La tavola rotonda, moderata dal giornalista Marco Damilano, direttore dell’Espresso, ha visto come protagonisti relatori di grande livello: mons. Filippo Santoro, arcivescovo di Taranto, delegato dalla Conferenza Episcopale Italiana per i problemi sociali e del Lavoro, Enrico Letta, economista ed ex premier, Enrico Giovannini, economista ex presidente dell’Istat, fondatore dell’ASVIS (Agenzia per lo sviluppo sostenibile).

Il titolo scelto per l’incontro «Fa’ che non manchi mai il pane e il lavoro- L’impegno per un mondo più giusto» ha dato subito il senso dell’iniziativa stessa, iniziativa che ha trovato il suo fondamento nelle numerose indicazioni da parte del Magistero della Chiesa. In particolare abbiamo tenuto presente la 48° Settimana Sociale dei cattolici italiani tenutasi un anno fa a Cagliari.
La settimana sociale di Cagliari non è stato un convegno astratto, nè un punto di arrivo, ma un punto di partenza per la mobilitazione del “popolo cattolico”, chiamato ad operare una profonda “conversione culturale” allo scopo di trovare risposte ai bisogni urgenti della gente. In quella sede fu proprio lo stesso mons. Santoro a lanciare un forte appello, invitando i cattolici a riprendere la loro “leadership” nel «dibattito pubblico, sociale e politico» facendo leva sul potenziale costituito da tantissime competenze ed esperienze presenti nella comunità ecclesiale italiana e che vanno messe a servizio del “bene comune” e dell’interesse generale, in primis sulla “questione lavoro”. «I problemi economici – afferma il vescovo di Taranto – non sono una nicchia, ma costituiscono l’asse portante della nostra società che, come tale, non può essere lasciato in mano all’attuale modello di sviluppo, non può vedere assenti o insignificanti i cattolici: lavoro, famiglia, scuola, salute, ambiente, migranti, gli ambiti in cui la rilevanza pubblica dei cattolici deve svilupparsi, senza dimenticare mai l’opzione preferenziale per i poveri e l’attività caritativa».
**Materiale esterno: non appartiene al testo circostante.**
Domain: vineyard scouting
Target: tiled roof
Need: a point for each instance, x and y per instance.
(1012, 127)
La realizzazione di questo evento, voluto dalla diocesi di Pistoia all’interno de “I linguaggi del divino” è stata indubbiamente una importante occasione per conoscere meglio, avere una lettura più illuminata scaturita dal confronto con esperti qualificati. I temi trattati riferiti ai cambiamenti del mondo del lavoro, alla necessità di rimettere al centro del dibattito politico i temi dell’economia reale e del lavoro, nonché sull’impegno dei cattolici in politica, sono stati di evidente interesse, coinvolgenti e stimolanti in quanto riguardano la vita di tutti noi, il futuro delle nostre comunità.

Enrico Letta nel suo intervento ha messo costantemente l’accento sui giovani, offrendoci peraltro una “lettura” nettamente positiva e piena di speranza per il futuro. «In questi giovani, nei miei studenti ritrovo ogni giorno – ha affermato l’ex premier – quella stessa capacità di innovazione e creatività che hanno costituito il motore dello sviluppo del nostro paese. Se li guardo vedo soltanto un grande futuro per l’Italia e per l’Europa – e noi abbiamo la responsabilità di garantire loro una formazione di alto livello per affrontare al meglio le sfide del prossimo futuro».
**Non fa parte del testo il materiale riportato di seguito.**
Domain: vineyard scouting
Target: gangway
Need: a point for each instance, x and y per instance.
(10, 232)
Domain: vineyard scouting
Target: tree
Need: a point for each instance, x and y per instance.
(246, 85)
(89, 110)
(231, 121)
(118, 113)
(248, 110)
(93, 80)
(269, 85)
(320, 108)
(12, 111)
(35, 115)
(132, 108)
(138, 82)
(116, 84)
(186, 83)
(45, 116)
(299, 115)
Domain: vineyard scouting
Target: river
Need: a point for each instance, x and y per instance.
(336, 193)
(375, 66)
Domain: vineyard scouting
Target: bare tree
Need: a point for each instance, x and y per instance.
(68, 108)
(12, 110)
Enrico Giovannini – portavoce Asvis (Agenzia per lo sviluppo sostenibile ) – associazione nata due anni e mezzo fa per diffondere la cultura della sostenibilità e la conoscenza dell’Agenda 2030 – ha messo in evidenza che, per quanto in alcuni ambiti si registrino dei passi avanti, se non si interviene con interventi coordinati e con azioni immediate e consistenti, sarà impossibile rispettare gli impegni presi dal nostro Paese. «Ciò che manca – ha spiegato Giovannini – è una visione coordinata delle politiche per costruire un futuro dell’Italia equo e sostenibile. Il confronto tra le forze politiche nelle ultime elezioni non si è svolto intorno a programmi chiari e con un orientamento in tal senso. Come Asvis – ha continuato – stiamo proponendo al governo almeno due misure urgenti e a costo zero: introdurre lo sviluppo sostenibile tra i principi fondamentali della nostra Costituzione e trasformare il Cipe in Comitato Interministeriale per lo Sviluppo Sostenibile. «Senza un’attenzione all’ambiente che ci ospita – ha ricordato – non potrà esistere un futuro di prosperità per nessuno».
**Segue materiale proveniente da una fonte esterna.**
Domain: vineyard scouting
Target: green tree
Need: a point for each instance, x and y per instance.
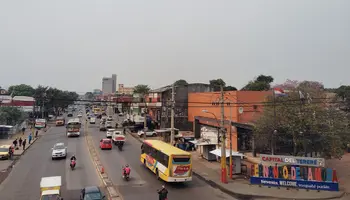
(89, 96)
(230, 88)
(180, 82)
(21, 90)
(11, 115)
(261, 83)
(309, 126)
(141, 89)
(217, 83)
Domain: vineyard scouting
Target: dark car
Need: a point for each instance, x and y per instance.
(91, 193)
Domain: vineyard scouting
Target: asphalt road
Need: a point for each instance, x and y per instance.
(143, 183)
(24, 181)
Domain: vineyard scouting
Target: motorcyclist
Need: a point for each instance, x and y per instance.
(73, 158)
(126, 170)
(163, 193)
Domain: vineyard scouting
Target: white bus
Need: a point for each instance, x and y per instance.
(73, 127)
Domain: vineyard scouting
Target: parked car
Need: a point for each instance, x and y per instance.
(92, 120)
(109, 133)
(106, 144)
(4, 151)
(141, 133)
(91, 192)
(103, 127)
(59, 151)
(109, 124)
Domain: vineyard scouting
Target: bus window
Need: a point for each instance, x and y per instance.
(181, 159)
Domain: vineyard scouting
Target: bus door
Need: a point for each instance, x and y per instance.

«Dobbiamo riscoprire un rapporto diverso con il lavoro e con i lavoratori – ha affermato mons. Filippo Santoro – rimettendo al centro la persona e la sua dignità, addirittura prima di qualsiasi altra istanza, sia essa economica o tutela dei diritti». Il vescovo ha ricordato le parole pronunciate da Paolo VI nel corso della messa della notte di Natale del 1968, celebrata all’allora Italsider di Taranto: «Montini affermò che la Chiesa non condivide le passioni classiste, quando queste esplodono in sentimenti di odio e in gesti di violenza; ma la Chiesa riconosce, sì, il bisogno di giustizia del popolo onesto, e lo difende, come può, e lo promuove. E aggiunse: “non di solo pane vive l’uomo, dice la Chiesa ripetendo le parole di Cristo; non di sola giustizia economica, di salario, di qualche benessere materiale, ha bisogno il lavoratore, ma di giustizia civile e sociale”».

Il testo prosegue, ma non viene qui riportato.